Hi all, I’m back!
What makes for a better re-entry post than a review of an apocalyptic article from OnePeterFive? Because if there is one thing that I have learned in my years of quiet reading, it would be that everybody loves a good apocalypse story. Amiright America?
The article is a review of this month’s prayer intention video – part of a series that the Pope has apparently been producing. I read the article before watching the video. This is significant, because 1P5 terrified me in their description. At first, a mild “We have a pope who takes great pains to avoid ever speaking about eternal things, but constantly beats the drum about what is temporal and transient.”
Ok, I’ll grant that. And their point about the previous video being, at best, confusing, and at worst, just stopping short of heresy.
But then, “What should be made of that?”
Through a series of, admittedly, disturbing quotes from some heavy-hitting Church leaders, among them Archbishop Fulton Sheen about how the antichrist is coming preaching peace and ecology and unifying persons and religions and how he will just simply leave Christ out of the equation, their conclusion is thus: we’ll stop just short of saying Pope Francis is the antichrist, but we’re pretty convinced that IF he’s not, he sure looks a lot like him.
I was terrified to watch the video. I prayed. I thought my soul would get sucked in like in the Ring (actually I never saw that one because I was afraid my soul would get sucked in). But, then I watched it, expecting the worst.

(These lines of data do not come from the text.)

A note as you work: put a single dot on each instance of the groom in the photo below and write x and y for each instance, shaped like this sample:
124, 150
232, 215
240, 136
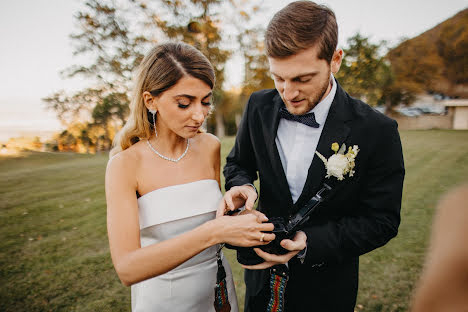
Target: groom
280, 132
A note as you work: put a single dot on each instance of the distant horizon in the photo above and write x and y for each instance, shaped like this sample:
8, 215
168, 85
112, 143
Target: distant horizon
37, 51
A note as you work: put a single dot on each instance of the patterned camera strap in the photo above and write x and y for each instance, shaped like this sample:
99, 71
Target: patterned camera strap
279, 275
221, 303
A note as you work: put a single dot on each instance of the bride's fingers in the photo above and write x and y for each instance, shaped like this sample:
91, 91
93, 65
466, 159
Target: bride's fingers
267, 238
260, 266
228, 201
221, 208
251, 198
260, 216
265, 227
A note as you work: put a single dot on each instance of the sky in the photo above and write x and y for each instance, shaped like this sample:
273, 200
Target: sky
36, 47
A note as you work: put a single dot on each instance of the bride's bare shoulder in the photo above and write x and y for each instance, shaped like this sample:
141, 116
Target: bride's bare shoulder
126, 160
209, 142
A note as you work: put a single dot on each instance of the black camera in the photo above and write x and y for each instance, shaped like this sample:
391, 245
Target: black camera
284, 228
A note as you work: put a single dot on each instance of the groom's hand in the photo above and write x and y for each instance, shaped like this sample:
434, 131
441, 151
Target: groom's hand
295, 245
237, 197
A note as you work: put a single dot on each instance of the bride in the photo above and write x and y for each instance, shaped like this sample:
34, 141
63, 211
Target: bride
163, 189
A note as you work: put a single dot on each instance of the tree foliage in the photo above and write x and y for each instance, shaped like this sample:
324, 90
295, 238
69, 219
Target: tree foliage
115, 34
364, 72
434, 61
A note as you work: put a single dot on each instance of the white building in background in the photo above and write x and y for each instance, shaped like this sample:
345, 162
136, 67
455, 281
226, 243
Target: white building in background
458, 110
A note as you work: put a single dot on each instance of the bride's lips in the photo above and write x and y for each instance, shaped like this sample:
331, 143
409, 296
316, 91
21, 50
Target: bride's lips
193, 128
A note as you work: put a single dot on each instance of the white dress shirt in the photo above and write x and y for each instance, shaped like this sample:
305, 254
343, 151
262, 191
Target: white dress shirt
297, 143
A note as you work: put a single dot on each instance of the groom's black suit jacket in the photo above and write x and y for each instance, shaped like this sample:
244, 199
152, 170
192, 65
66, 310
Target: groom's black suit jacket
362, 214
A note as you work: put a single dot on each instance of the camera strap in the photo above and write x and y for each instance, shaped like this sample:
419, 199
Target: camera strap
221, 302
279, 275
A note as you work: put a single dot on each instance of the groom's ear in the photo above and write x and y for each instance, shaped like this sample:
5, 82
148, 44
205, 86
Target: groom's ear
336, 61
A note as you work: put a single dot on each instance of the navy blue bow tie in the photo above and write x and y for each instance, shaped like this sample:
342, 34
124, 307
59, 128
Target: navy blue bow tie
307, 119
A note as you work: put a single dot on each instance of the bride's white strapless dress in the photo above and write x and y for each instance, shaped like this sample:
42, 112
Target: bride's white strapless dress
165, 213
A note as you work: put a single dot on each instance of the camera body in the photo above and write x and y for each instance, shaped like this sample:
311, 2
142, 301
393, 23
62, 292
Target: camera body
284, 228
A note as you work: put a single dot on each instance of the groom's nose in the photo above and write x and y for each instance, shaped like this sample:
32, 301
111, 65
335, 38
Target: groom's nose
198, 115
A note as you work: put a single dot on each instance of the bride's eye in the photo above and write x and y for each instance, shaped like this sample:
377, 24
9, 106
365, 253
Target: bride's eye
182, 105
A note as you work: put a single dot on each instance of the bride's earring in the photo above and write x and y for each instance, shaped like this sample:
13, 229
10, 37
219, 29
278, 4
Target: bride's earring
153, 111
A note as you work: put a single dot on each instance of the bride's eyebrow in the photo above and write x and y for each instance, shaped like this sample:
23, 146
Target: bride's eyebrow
191, 97
208, 95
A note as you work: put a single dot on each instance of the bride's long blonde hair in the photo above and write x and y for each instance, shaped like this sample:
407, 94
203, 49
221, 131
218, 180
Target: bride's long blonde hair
160, 69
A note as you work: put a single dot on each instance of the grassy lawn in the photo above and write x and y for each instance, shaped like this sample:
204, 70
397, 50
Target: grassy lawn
54, 253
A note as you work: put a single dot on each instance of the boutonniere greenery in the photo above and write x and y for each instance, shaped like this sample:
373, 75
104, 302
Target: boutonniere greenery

What a great video! Ok, so the magical background music when they show a bike as an alternative to pollution was a little hokey. But nowhere was there mention of Gaia, like the title said. A commenter mentioned the background music might be New Age (but honestly where else are you going to get earth-y music?). But in my book, praying that people find solutions to pollution and the poverty ecological disasters cause is actually a really good, timely thing. How is it different than praying that the people of Flint, Michigan, can reverse the damage done to them? And does anybody remember the Fukushima nuclear disaster? How real people died there? I prayed for them. Is that ok?
I think it’s clear to most reasonable people that praying for these things isn’t bad, and I even think the authors of 1P5 would agree. Where we differ most, I think, is the ease in which they suggest our Pope Francis “might” be the antichrist. To me, this is something VERY VERY serious and- even if one has a personal belief it might be true- to blog about it can put other souls in danger by leading them to leave the Church, or to disrespect the institution of the papacy, or to doubt their own faith. End-of-world stuff is only going to come around once, EVER. If 1P5 is wrong, they may have things to answer to God.
Moment of truth. Could it be that Pope Francis stops just short of heresy (because it’s wrong to preach heresy) in the same way 1P5 stops just short of calling Pope Francis the antichrist (because it’s wrong to call your Pope the antichrist)?
If so, then we’re all on the same side.